IPOH, Aug 17 — She was a high flying software consultant in Germany before deciding to return to Malaysia to become a full-time artist.
Elaine Wong Kam Chee said she moved to Munich in 2011 to further her IT career.
“But after four years there, I knew I had to make a decision, a radical step to change my life to be more authentic before it is too late.”
Speaking to Malay Mail, the 44-year-old Kedahan said she has always been fascinated with painting and drawing.
“In school, my artworks were frequently featured in the classroom's notice boards. I was also selected to design and paint the school mural.”
As art was not encouraged and also not a favourable profession for a typical Asian family, she pursued a computer science course instead where Wong ended spending 15 years in the industry.
She returned to art in 2009 after she got intrigued by a 30-Day-Artist movement led by a fellow artist.
Wong said she took a month off from work and began creating relentlessly where she later produced more than 40 artworks.
She could not stop.
“My then day job required me to fly all over for projects but I would always pack a box of colors and small canvases in my suitcase with me so I could spend my evenings drawing and painting in hotel rooms.,” she said
“But to break free from the rat race was hard and I am glad I eventually did it.
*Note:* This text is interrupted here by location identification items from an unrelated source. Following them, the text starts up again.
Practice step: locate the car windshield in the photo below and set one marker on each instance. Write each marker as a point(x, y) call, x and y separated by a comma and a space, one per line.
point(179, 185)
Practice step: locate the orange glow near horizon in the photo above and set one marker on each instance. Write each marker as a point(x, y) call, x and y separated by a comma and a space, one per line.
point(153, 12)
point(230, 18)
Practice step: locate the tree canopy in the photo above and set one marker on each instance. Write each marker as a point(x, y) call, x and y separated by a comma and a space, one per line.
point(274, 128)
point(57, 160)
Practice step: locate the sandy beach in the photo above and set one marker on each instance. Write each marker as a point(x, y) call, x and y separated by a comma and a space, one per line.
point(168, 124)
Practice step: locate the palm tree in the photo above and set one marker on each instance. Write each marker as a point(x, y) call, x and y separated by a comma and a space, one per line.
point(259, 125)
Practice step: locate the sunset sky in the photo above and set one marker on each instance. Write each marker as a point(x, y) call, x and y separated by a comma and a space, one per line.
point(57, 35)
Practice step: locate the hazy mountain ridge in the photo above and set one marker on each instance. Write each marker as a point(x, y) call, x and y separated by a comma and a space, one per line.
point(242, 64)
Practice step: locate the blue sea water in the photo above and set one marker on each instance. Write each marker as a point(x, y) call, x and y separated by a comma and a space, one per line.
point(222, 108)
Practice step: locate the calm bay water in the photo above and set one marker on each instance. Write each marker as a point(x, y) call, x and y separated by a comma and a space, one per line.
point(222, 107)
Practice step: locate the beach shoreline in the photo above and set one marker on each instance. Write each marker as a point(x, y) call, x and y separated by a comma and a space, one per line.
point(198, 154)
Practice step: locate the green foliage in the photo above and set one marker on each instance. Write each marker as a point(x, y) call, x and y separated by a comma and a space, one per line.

“Even though waving goodbye to a steady salary went against everything I was instilled growing up, I knew I had to follow that calling in my head that has been bugging me for years.”
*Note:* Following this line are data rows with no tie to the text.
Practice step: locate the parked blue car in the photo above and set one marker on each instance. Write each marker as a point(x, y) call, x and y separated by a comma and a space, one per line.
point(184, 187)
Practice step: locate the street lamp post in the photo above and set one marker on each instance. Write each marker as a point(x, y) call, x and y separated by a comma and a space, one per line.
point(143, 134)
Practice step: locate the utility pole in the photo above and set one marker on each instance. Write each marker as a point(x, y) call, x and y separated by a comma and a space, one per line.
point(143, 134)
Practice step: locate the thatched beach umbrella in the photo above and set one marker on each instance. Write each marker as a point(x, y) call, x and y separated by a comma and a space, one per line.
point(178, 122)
Wong, who owns The Hatchery Place — a conscious creative policing, coworking and co-learning space — in Subang Jaya, said she predominantly uses acrylics on stretched canvas.
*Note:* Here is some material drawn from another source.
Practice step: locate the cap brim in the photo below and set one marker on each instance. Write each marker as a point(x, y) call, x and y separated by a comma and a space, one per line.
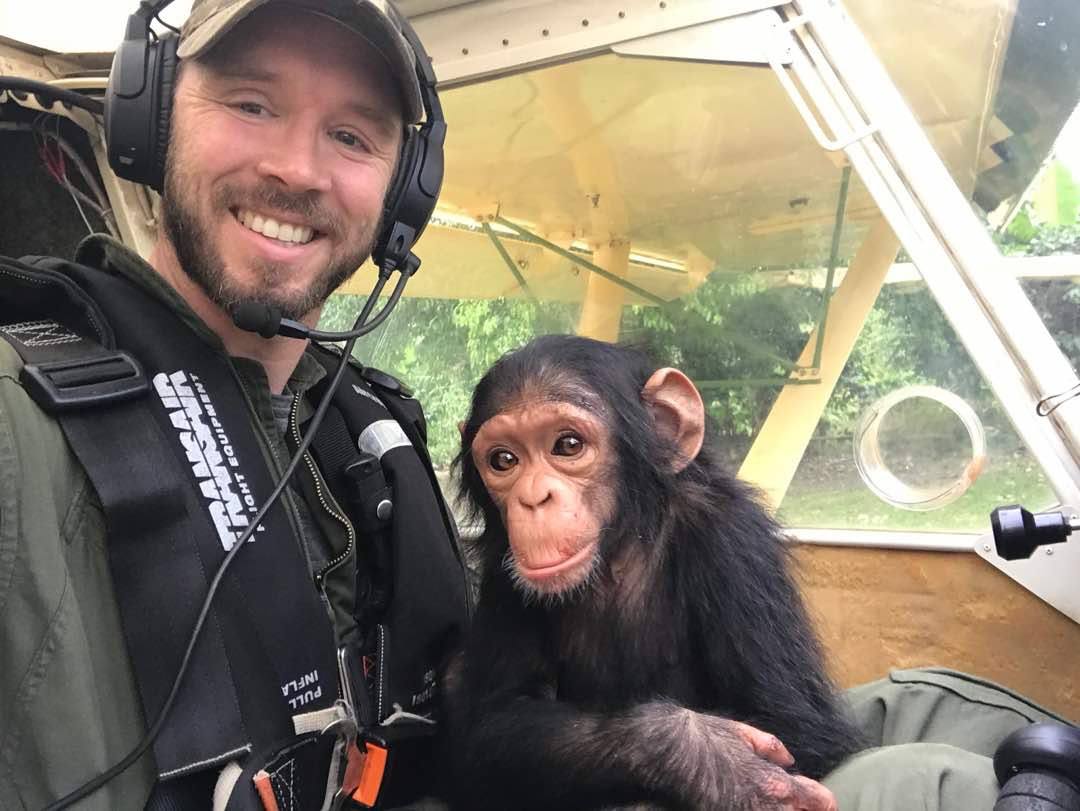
point(362, 16)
“I create vividly colourful images, sometimes incorporating symbols of black cat in the form of silhouettes in my paintings.”
She described her paintings as doodly with whimsical elements and sometimes portraying the silhouette of the black cat which symbolises the shadow side of her psyche.
Being an artist also helped Wong to heal from a leg accident in 2019.
Wong said she broke her leg on Valentine's Day when she was jumping on trampolines at the extreme park with her coliving members.
“Due to the impact, the fractures were slow to heal, and I had to be in a wheelchair for many months, not able to do everything I have planned and set out to do for the year.”
During the recovery process, Wong painted “Resilience.”
Wong said she learned to build her resiliency through art.
Moving forward, she plans to relaunch her art merchandise online shop with new products.
“In fact, many exciting projects are brewing in the background. I am super hyped now to be walking in this fun journey I have created for myself with my art.”